Mönchengladbach, 1. Januar 2026 –
Die Internationale Organisation Völkerrecht (IOV) hat die Bundesebene formell auf strukturelle völkerrechtliche Versäumnisse bei der innerstaatlichen Umsetzung verbindlicher internationaler Verpflichtungen hingewiesen.
Zuständig für völkerrechtliche Angelegenheiten der Bundesrepublik Deutschland ist das Auswärtige Amt. Die IOV hat die entsprechenden Sachverhalte umfassend dokumentiert und auf dieser Grundlage die Bundesrepublik Deutschland gemäß UN-Resolution 56/83, Artikel 4, in die staatliche Verantwortlichkeit genommen.
Nach völkerrechtlichen Grundsätzen sind Handlungen und Unterlassungen sämtlicher staatlicher Organe – unabhängig von Ebene, Zuständigkeit oder Funktion – dem Staat als Ganzem zuzurechnen.

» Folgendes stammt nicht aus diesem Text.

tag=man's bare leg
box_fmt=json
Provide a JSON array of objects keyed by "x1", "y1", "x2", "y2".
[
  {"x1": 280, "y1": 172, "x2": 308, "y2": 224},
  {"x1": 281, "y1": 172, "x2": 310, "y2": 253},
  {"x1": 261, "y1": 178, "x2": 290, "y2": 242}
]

Mit diesem Schritt liegt kein bloßes Verwaltungs- oder Organisationsversäumnis mehr vor, sondern eine völkerrechtlich relevante Verletzung durch fortgesetztes Unterlassen. Maßgeblich sind hierbei insbesondere die Artikel 12 bis 15 der UN-Resolution 56/83, welche das fortdauernde völkerrechtswidrige Verhalten durch Unterlassung regeln.
Darüber hinaus ergibt sich aus Artikel 31 der genannten Resolution die Pflicht zur Wiedergutmachung bei festgestellter Staatenverantwortlichkeit.
Sollten weitere Unterlassungen erfolgen oder keine geeigneten Abhilfemaßnahmen eingeleitet werden, behält sich die IOV vor, die internationale Ebene im Rahmen der vorgesehenen völkerrechtlichen Berichts- und Dokumentationsmechanismen einzuschalten.
Die IOV nimmt ausdrücklich keine politische Bewertung vor. Gegenstand der Mitteilung ist eine sachliche völkerrechtliche Dokumentation auf Grundlage bestehender internationaler Normen.
Die weitere Verantwortung liegt nun bei den zuständigen staatlichen Stellen.